Yes, it took me a bit to get used to the amount of sudden singing. And Jon’s (the protagonist) anxiety is quite anxiety-inducing as well, and I’m not even 29-I-have-to-make-it-big-before-30 anymore. Still, Andrew Garfield sells it all and sells it well. He’s almost manic, can’t stop even though he knows he should if he wants to keep relationships healthy, friendships alive and the lights on.

This reminded me of Rocketman from time to time: also someone suffering because of talent and anxiety. Tick.. Tick swings less, but definitely touches you as well.

The Education of an Idealist

“What right has this woman to be so educated?”

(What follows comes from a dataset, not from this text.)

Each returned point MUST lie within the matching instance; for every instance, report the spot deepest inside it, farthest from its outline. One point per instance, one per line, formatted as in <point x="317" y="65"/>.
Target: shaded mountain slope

The Education of an Idealist, Samantha Power, Harper Collins 2019

Pfew, this is a big one. I put this one on my list because I was curious about looking behind the curtains of the White House and the NATO, but those parts were the ones that made me lose (some) interest.

The idealist in question is Samantha Power and this book is her work memoir. Her resume includes foreign (war) correspondent), several functions within Obama’s team, author and US representative at NATO. Yeah, she went places.

All her experiences and insights into different systems are sad, frustrating and terrifying and they’re so many of them. Hundreds of pages on how American political actions work, sometimes even repeated (maybe to show how slow and grinding the system is?).

It’s all interesting, and I wouldn’t have had a deadline I might have spend more time on it, but for one week it’s just too much. A sharper edit, a tighter story telling or just more darlings killed might have left me feeling less relief when I finally reached the acknowledgments.

Girl One

April 24, 1972

Girl One, Sarah Flannery Murphy, Farrar, Straus & Giroux 2021

Standard detective with an element that’s supposed to make it cool and original but really doesn’t – instead turning the whole thing into a slog to get through.

Girl One is one of the girls that have been created without any male influence – aka no sperm. This tidbit is mostly mentioned through how society looked at them, not adding any cool scifi-ish bits until the last part of the book. Before that, Girl One (Josephine) is looking for her mum. They don’t have a great relationship, but there’s a deserted looking home and she ~feels~ like she has to.

With the meeting of the other girls created the same way her mother’s disappearance seems to turn into something bigger, but details are fed so slowly and unclear that it’s just.. why should I bother?

The story ends with a Life-Changing disappointment for the protagonist. I mentally signed out long before that.